Pascal_VOC_dataset_images_dir = dir+ 'JPEGImages'
Pascal_VOC_dataset_annotations_dir = dir + 'Annotations/'
Pascal_VOC_dataset_image_set_filename = dir+'ImageSets/Main/test.txt'

# The XML parser needs to now what object class names to look for and in which order to map them to integers.
classes = ['background',
           'aeroplane', 'bicycle', 'bird', 'boat',
           'bottle', 'bus', 'car', 'cat',
           'chair', 'cow', 'diningtable', 'dog',
           'horse', 'motorbike', 'person', 'pottedplant',
           'sheep', 'sofa', 'train', 'tvmonitor']

dataset.parse_xml(images_dirs=[Pascal_VOC_dataset_images_dir],
                  image_set_filenames=[Pascal_VOC_dataset_image_set_filename],
                  annotations_dirs=[Pascal_VOC_dataset_annotations_dir],
                  classes=classes,
                  include_classes='all',
                  exclude_truncated=False,
                  exclude_difficult=False,
                  ret=False)



evaluator = Evaluator(model=model,
                      n_classes=n_classes,
                      data_generator=dataset,
                      model_mode=model_mode)

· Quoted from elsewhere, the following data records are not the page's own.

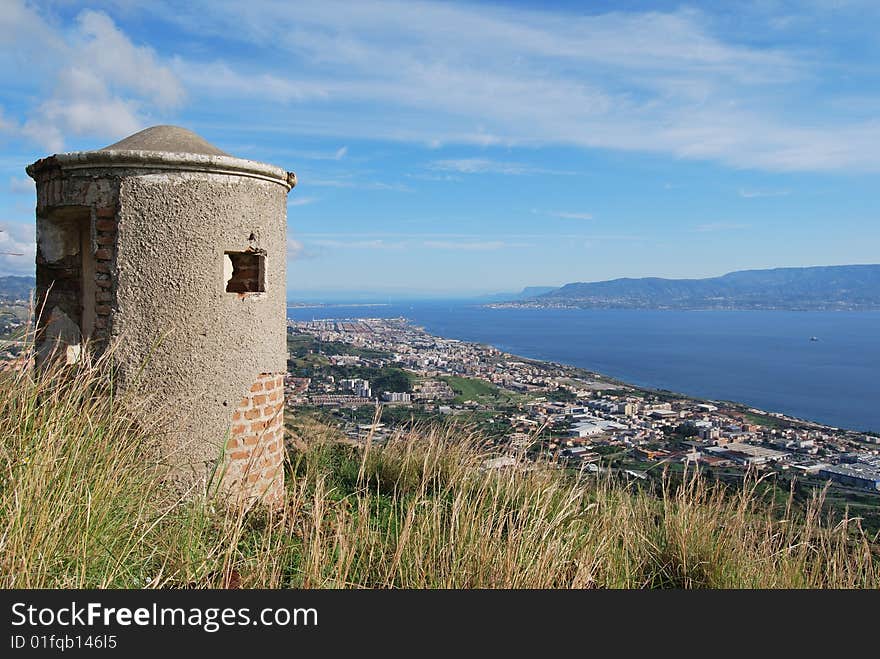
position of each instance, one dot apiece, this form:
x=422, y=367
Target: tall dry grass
x=82, y=505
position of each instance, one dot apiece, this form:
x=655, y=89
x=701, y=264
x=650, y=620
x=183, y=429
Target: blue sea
x=762, y=358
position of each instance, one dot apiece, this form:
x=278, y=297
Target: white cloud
x=360, y=244
x=488, y=166
x=566, y=215
x=470, y=246
x=294, y=248
x=103, y=85
x=441, y=73
x=757, y=194
x=361, y=183
x=720, y=226
x=301, y=201
x=17, y=248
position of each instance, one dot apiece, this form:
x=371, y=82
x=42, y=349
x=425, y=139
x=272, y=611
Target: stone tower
x=174, y=253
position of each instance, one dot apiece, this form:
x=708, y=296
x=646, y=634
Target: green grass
x=83, y=504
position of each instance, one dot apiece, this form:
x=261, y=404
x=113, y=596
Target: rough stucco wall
x=182, y=337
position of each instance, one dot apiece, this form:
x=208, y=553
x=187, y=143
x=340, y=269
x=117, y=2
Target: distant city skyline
x=460, y=149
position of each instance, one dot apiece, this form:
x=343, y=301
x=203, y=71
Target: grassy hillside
x=81, y=505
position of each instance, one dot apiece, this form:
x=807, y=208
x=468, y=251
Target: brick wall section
x=255, y=449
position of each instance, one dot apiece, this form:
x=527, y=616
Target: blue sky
x=467, y=148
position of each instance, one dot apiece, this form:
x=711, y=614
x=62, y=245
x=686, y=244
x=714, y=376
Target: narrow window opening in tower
x=244, y=272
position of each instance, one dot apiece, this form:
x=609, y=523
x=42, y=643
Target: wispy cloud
x=104, y=84
x=301, y=201
x=470, y=246
x=450, y=242
x=17, y=248
x=757, y=194
x=360, y=183
x=339, y=154
x=21, y=185
x=720, y=226
x=654, y=81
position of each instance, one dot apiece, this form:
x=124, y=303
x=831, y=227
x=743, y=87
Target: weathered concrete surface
x=181, y=335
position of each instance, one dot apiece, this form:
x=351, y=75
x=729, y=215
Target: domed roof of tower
x=167, y=139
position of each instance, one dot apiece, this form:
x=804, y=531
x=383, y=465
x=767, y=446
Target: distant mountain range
x=844, y=287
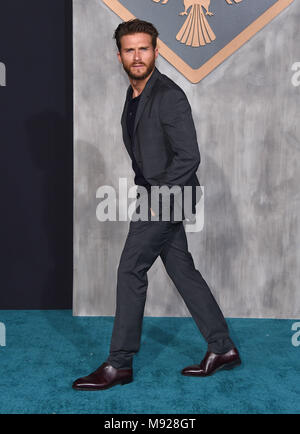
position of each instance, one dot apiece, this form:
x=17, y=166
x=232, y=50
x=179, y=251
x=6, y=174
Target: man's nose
x=137, y=55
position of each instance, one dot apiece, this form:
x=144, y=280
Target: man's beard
x=148, y=71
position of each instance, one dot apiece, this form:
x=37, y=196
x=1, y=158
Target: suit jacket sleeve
x=179, y=128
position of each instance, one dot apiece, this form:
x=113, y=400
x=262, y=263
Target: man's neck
x=139, y=85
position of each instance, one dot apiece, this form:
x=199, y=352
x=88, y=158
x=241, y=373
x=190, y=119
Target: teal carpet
x=46, y=350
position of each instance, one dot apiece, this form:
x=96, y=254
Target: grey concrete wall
x=246, y=115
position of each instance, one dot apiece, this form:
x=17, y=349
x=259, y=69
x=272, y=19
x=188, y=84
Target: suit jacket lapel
x=144, y=97
x=124, y=122
x=142, y=103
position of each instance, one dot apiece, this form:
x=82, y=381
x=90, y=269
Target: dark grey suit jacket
x=164, y=138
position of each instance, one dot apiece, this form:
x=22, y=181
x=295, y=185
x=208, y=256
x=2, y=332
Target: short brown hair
x=135, y=26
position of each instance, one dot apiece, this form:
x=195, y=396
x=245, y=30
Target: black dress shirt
x=131, y=112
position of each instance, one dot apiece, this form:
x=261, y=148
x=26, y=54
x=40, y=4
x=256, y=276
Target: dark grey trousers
x=146, y=240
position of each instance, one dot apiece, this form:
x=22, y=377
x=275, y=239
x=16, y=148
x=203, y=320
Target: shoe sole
x=226, y=366
x=121, y=382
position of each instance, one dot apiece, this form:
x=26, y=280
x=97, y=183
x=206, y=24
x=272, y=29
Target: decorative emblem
x=196, y=36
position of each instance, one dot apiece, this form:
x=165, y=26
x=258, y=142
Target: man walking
x=160, y=137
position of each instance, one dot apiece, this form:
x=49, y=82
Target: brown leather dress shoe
x=104, y=377
x=212, y=363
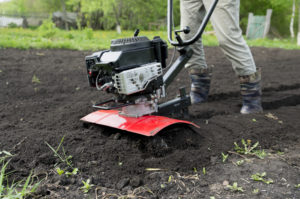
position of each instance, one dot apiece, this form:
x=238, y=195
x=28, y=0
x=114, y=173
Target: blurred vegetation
x=150, y=14
x=47, y=36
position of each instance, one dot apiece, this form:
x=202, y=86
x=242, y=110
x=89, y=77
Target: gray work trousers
x=225, y=21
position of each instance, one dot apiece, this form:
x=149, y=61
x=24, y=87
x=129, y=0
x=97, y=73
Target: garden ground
x=44, y=93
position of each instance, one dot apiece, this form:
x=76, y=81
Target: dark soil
x=33, y=113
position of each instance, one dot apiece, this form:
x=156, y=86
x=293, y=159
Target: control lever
x=185, y=30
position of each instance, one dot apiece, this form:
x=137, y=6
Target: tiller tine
x=148, y=125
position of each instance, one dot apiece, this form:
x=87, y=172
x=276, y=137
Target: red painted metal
x=147, y=125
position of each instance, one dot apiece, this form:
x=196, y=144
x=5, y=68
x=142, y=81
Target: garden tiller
x=132, y=70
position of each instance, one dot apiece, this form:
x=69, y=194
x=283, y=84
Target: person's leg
x=225, y=21
x=192, y=13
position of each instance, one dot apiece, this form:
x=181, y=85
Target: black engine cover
x=124, y=54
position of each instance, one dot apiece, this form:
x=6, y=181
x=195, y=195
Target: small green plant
x=248, y=149
x=224, y=157
x=240, y=162
x=86, y=186
x=35, y=79
x=262, y=178
x=235, y=188
x=74, y=172
x=195, y=170
x=16, y=189
x=65, y=159
x=255, y=191
x=12, y=25
x=280, y=153
x=4, y=155
x=59, y=171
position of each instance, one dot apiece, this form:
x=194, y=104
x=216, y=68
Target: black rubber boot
x=201, y=79
x=251, y=93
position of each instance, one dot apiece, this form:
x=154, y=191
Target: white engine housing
x=136, y=79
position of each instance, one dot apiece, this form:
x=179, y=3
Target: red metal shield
x=147, y=125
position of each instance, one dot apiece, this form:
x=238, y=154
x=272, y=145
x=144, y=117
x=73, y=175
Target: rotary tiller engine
x=132, y=70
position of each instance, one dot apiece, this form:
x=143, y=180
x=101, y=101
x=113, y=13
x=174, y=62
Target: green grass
x=20, y=189
x=95, y=40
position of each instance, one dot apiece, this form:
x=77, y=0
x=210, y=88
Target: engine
x=132, y=67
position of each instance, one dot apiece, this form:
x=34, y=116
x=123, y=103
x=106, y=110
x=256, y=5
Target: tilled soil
x=44, y=93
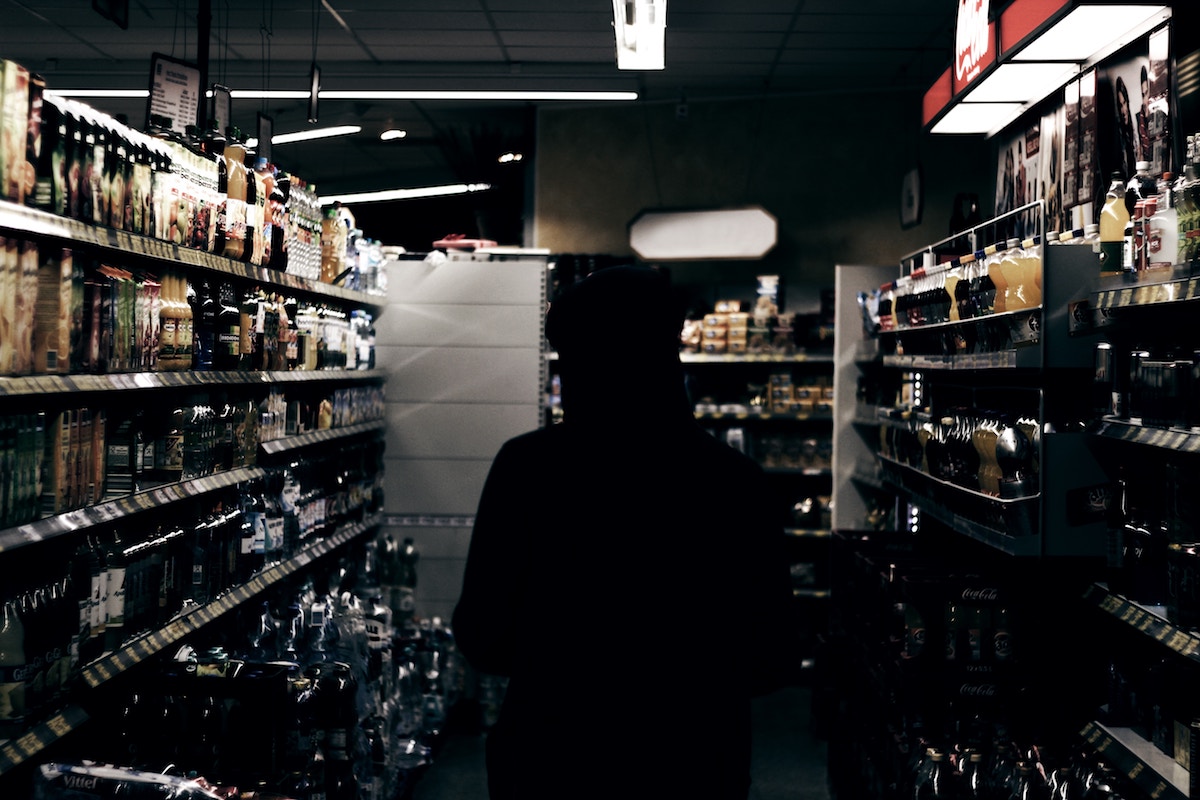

results = evaluator(img_height=img_height,
                    img_width=img_width,
                    batch_size=8,
                    data_generator_mode='resize',
                    round_confidences=False,
                    matching_iou_threshold=0.5,
                    border_pixels='include',
                    sorting_algorithm='quicksort',
                    average_precision_mode='sample',
                    num_recall_points=11,
                    ignore_neutral_boxes=True,
                    return_precisions=True,
                    return_recalls=True,
                    return_average_precisions=True,
                    verbose=True)

I've seen this error message for three different reasons, with different solutions:我出于三种不同的原因看到了此错误消息,并使用了不同的解决方案:

1. You have cache issues 1.你有缓存问题

I regularly work around this error by shutting down my python process, removing the ~/.nv directory (on linux, rm -rf ~/.nv ), and restarting the Python process.我经常通过关闭 python 进程、删除~/.nv目录(在 linux 上, rm -rf ~/.nv )并重新启动 Python 进程来解决此错误。 I don't exactly know why this works.我不完全知道为什么会这样。 It's probably at least partly related to the second option:它可能至少部分与第二个选项有关:

2. You're out of memory 2. 你的内存不足

The error can also show up if you run out of graphics card RAM.如果图形卡 RAM 用完,该错误也会出现。 With an nvidia GPU you can check graphics card memory usage with nvidia-smi .使用 nvidia GPU,您可以使用nvidia-smi检查显卡内存使用情况。 This will give you a readout of how much GPU RAM you have in use (something like 6025MiB / 6086MiB if you're almost at the limit) as well as a list of what processes are using GPU RAM.这将为您提供正在使用的 GPU RAM 量(例如6025MiB / 6086MiB如果您几乎达到极限)以及正在使用 GPU RAM 的进程列表。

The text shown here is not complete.